A série continua a ganhar adeptos por explorar contrastes gritantes entre aparência e conteúdo. O programa descreve a indústria da publicidade como ambiente excitante e sofisticado, porém dominando por executivos machistas e conservadores e que buscam o êxito a qualquer preço. Encravada na Madison avenue, um dos endereços mais chiques de Nova York, a agência Sterling Cooper é o centro gravitacional de uma trama que se pretende modelo de determinada fase da indústria publicitária, que também funciona como reflexo da sociedade da época. Algumas práticas e processos de trabalho da área, às vezes, podem parecer fantasiosos, mas dão ideia de como certa classe de americanos pensava e agia naquela década.
Diferenças de estilo à parte, “Mad Men” promete ser o “Dinastia” deste inicio de século, com reviravoltas de todo tipo. No início, a agência Sterling Cooper era uma das mais bem-sucedidas no mercado (muitos dos clientes da empresa fictícia são anunciantes do programa).

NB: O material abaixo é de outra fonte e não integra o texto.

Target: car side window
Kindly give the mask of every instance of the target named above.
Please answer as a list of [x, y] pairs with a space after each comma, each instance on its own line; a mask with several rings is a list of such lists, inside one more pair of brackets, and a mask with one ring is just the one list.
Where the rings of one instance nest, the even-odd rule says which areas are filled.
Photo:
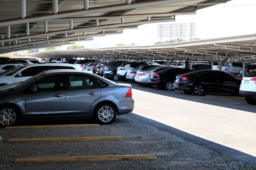
[[21, 71], [21, 77], [34, 76], [41, 72], [41, 67], [31, 67], [25, 69]]
[[81, 89], [93, 88], [93, 84], [92, 79], [86, 75], [69, 75], [69, 89]]
[[64, 75], [45, 77], [36, 83], [32, 86], [37, 88], [37, 92], [46, 92], [63, 90]]

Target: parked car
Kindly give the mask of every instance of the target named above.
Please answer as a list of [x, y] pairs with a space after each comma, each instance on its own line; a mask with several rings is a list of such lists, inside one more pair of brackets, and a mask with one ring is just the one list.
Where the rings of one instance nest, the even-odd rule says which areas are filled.
[[176, 75], [185, 73], [193, 70], [180, 67], [171, 67], [157, 71], [152, 72], [149, 83], [156, 84], [160, 88], [166, 90], [174, 90], [173, 82], [175, 80]]
[[239, 94], [250, 104], [256, 104], [256, 70], [252, 70], [242, 79]]
[[17, 82], [24, 82], [42, 71], [55, 69], [81, 70], [74, 64], [40, 63], [26, 65], [5, 75], [0, 76], [0, 86]]
[[151, 87], [157, 87], [158, 86], [157, 84], [149, 83], [150, 73], [152, 72], [158, 72], [168, 68], [168, 67], [167, 66], [155, 66], [144, 71], [138, 71], [134, 78], [134, 80], [138, 84], [142, 84], [144, 85], [149, 84]]
[[[244, 75], [246, 75], [250, 72], [250, 70], [256, 69], [256, 64], [246, 65], [244, 66]], [[243, 74], [243, 68], [240, 68], [239, 76], [242, 76]]]
[[38, 64], [39, 61], [34, 58], [12, 58], [7, 60], [7, 61], [17, 62], [23, 65], [29, 64]]
[[0, 126], [19, 119], [93, 117], [107, 124], [132, 111], [134, 104], [130, 85], [82, 70], [48, 70], [0, 92]]
[[241, 80], [217, 70], [197, 70], [178, 76], [174, 82], [175, 89], [188, 94], [202, 95], [205, 93], [238, 95]]
[[146, 65], [147, 64], [138, 63], [125, 63], [120, 65], [118, 67], [116, 75], [120, 78], [124, 80], [125, 80], [126, 78], [126, 74], [128, 70], [135, 68], [141, 65]]
[[119, 80], [119, 77], [116, 75], [117, 69], [110, 69], [104, 71], [103, 77], [115, 81]]
[[239, 75], [240, 69], [243, 67], [243, 64], [239, 62], [225, 63], [222, 66], [222, 70], [228, 70], [230, 74]]
[[0, 73], [5, 71], [12, 67], [23, 65], [18, 63], [0, 63]]

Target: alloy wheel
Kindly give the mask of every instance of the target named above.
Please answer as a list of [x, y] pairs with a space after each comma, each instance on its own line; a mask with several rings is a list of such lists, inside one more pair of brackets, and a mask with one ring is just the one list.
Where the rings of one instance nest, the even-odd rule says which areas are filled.
[[104, 122], [109, 122], [114, 117], [114, 110], [108, 106], [103, 106], [98, 112], [98, 116], [100, 121]]
[[3, 126], [10, 126], [16, 120], [16, 113], [10, 109], [4, 109], [0, 111], [0, 123]]

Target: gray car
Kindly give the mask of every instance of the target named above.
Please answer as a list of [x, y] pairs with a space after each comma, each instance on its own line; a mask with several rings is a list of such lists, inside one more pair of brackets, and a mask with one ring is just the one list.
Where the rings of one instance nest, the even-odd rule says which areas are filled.
[[130, 85], [118, 84], [87, 71], [42, 72], [14, 88], [0, 91], [0, 126], [19, 120], [91, 118], [112, 123], [134, 108]]

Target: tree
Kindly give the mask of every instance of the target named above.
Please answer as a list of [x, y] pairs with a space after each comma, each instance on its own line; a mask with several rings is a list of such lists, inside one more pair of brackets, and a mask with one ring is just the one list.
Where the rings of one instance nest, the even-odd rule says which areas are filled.
[[77, 46], [76, 45], [73, 45], [70, 47], [68, 47], [67, 49], [77, 49], [78, 48], [84, 48], [85, 47], [83, 46]]

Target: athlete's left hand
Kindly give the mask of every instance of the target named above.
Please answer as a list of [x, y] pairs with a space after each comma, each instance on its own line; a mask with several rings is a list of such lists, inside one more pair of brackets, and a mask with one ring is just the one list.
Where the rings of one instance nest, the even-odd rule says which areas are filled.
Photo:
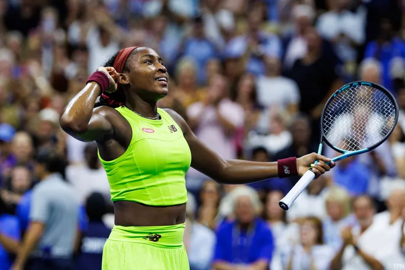
[[[315, 165], [314, 164], [316, 161], [318, 161]], [[330, 164], [328, 165], [326, 162], [330, 162]], [[321, 174], [330, 171], [336, 165], [336, 164], [331, 161], [330, 159], [316, 153], [311, 153], [297, 159], [297, 171], [300, 176], [302, 176], [312, 168], [311, 170], [315, 173], [316, 178], [317, 178]]]

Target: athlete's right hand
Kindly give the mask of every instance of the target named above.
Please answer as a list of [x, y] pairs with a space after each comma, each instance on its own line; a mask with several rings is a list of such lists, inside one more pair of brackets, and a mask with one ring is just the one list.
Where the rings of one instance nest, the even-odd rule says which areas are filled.
[[112, 66], [100, 66], [97, 68], [97, 71], [104, 72], [108, 76], [110, 81], [110, 86], [105, 91], [107, 93], [113, 93], [117, 91], [117, 84], [115, 81], [118, 80], [119, 73], [115, 71], [115, 69]]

Ao fim da terceira temporada, a agência é desmantelada e Don Draper abre uma companhia publicitária mais modesta e sem grandes clientes. Durante toda a quarta temporada, o protagonista é abandonado pela mulher, sofre com a morte de pessoas próximas e grandes prejuízos financeiros. “A última temporada foi muito difícil para mim, como ator, do ponto de vista emocional. Espero que a próxima seja menos massacrante para Draper”, afirmou Hamm.